Ho voluto ritrarre una donna che nel corso della sua carriera ha sofferto a causa dei rapporti gerarchici che dominano una professione che si è rivelata molto lontana da ciò che aveva in mente lei. All’inizio del romanzo, Roxane, capitano di polizia sulla quarantina, viene messa da parte dai suoi superiori proprio a causa dei suoi trascorsi «vivaci»: le affidano il ruolo di responsabile di un’unità destinata a scomparire e dove sperano che se ne starà tranquilla. Ma ovviamente, non sarà affatto così. Le tocca in sorte il caso della «sconosciuta della Senna» e lei si impegnerà a fondo nell’indagine sia per riacquistare un ruolo professionale che per provare a se stessa quanto ami ancora il proprio lavoro. Nelle mie storie i grandi rivolgimenti sono prima di tutto sempre di natura interiore, hanno a che fare con le motivazioni che muovono i protagonisti. Ed anche Roxane non è certo una figura monolitica. Procede a partire dai propri difetti, dubbi, rimpianti e rimorsi. I miei personaggi non sono eroi in senso stretto, ma donne e uomini comuni che fanno del loro meglio in base alle regole del gioco che la vita gli impone. Una frase di Dennis Lehane illustra bene questo punto: «Cogli sempre il peggio nel migliore degli uomini e il meglio anche nel peggiore».

Immagine della maschera mortuaria dell’Inconnue de la Seine

Al centro del romanzo sembra esserci l’idea che nel nostro mondo apparentemente regolato e riflessivo, l’irrazionale può fare irruzione da un momento all’altro e che solo comprendendo la profondità e il rischio di questa sfida si può davvero pensare di salvaguardare il bene comune.

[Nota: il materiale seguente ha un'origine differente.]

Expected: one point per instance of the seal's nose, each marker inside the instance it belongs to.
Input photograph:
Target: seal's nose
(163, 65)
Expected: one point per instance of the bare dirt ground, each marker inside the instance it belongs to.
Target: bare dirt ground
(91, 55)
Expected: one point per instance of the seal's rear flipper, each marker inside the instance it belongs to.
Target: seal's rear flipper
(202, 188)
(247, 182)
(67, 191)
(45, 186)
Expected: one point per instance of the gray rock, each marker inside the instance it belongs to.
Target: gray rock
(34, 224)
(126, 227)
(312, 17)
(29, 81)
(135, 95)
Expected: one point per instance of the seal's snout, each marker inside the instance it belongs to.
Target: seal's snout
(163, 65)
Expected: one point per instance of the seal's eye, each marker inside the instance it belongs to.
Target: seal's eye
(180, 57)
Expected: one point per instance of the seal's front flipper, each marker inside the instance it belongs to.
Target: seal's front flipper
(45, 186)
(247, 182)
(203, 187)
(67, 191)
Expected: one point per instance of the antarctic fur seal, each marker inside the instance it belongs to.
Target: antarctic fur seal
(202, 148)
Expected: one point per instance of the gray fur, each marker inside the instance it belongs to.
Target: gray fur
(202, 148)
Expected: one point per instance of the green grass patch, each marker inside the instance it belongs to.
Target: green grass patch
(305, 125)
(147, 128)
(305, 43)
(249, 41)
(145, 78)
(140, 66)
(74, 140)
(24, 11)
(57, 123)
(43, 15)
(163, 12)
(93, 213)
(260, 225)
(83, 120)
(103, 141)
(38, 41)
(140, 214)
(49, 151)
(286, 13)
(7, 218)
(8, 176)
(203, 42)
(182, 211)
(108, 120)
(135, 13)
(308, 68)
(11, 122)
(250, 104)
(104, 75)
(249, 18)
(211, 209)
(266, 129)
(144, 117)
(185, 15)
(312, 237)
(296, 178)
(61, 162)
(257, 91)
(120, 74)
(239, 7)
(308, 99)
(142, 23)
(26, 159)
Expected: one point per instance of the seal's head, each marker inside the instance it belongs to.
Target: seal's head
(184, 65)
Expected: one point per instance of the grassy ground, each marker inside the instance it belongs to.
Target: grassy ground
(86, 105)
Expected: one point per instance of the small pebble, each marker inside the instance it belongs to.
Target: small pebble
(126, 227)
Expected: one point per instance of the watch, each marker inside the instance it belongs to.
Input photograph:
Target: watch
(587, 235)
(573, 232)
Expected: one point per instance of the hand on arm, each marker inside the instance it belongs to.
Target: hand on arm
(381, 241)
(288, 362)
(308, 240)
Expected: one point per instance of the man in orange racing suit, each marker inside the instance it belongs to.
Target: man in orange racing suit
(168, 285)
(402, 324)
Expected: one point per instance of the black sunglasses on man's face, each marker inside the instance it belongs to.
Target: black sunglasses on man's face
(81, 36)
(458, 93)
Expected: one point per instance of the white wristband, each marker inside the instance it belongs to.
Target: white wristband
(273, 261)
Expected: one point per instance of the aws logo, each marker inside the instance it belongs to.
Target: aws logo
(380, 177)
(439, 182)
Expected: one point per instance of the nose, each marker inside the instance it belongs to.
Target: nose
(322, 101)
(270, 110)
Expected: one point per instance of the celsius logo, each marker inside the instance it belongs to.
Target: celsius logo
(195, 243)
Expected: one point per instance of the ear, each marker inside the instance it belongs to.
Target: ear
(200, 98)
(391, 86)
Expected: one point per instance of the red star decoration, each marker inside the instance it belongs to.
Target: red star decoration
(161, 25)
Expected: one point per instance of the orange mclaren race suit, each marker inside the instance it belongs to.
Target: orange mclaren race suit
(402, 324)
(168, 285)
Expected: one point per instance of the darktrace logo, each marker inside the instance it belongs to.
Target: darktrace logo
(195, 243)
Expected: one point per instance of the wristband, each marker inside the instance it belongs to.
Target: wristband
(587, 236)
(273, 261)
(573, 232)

Utilizzo l’incursione dell’irrazionale come una sorta di parabola per evocare ciò che veramente mi sta a cuore: i rapporti tra le persone, il senso più profondo che si dà alla propria vita. All’inizio dei miei romanzi, in genere i personaggi mostrano di poter disporre di radici ben piantate nella realtà ed è allora che si verifica un evento in grado di destabilizzarli. Qualcosa che non può essere spiegato. Mi sono sempre piaciute quel tipo di situazioni nelle quali un individuo comune si trova a confrontarsi con eventi che sono ben al di là della sua comprensione. Amo descrivere questi momenti di dubbio quando un personaggio viene proiettato in un mondo di cui non conosce i codici. Credo che in tali situazioni il pericolo e l’ignoto riportino in superficie il nostro passato e le nostre paure arcaiche, costringendoci a confrontarci e a guardare in faccia fino in fondo ciò che abbiamo dentro. In questo romanzo, l’irrazionale che irrompe nella storia assume le sembianze del culto di Dioniso. È stato leggendo i libri di mitologia con mio figlio di sette anni che ho riscoperto questo personaggio affascinante. Spesso trasformato in una caricatura, Dioniso è in realtà una figura attuale perché fa eco a una società disordinata: è il nemico dell’autocontrollo e della moderazione. È il dio dell’ubriachezza, delle vertigini, della perdita di coscienza della realtà. Il suo culto si basa sull’inversione dei valori e sul sovvertimento dell’ordine. Mi affascina la sua ambiguità, perché può essere una figura che promuovo l’emancipazione, ma fungere anche da schermo che cela le peggiori derive.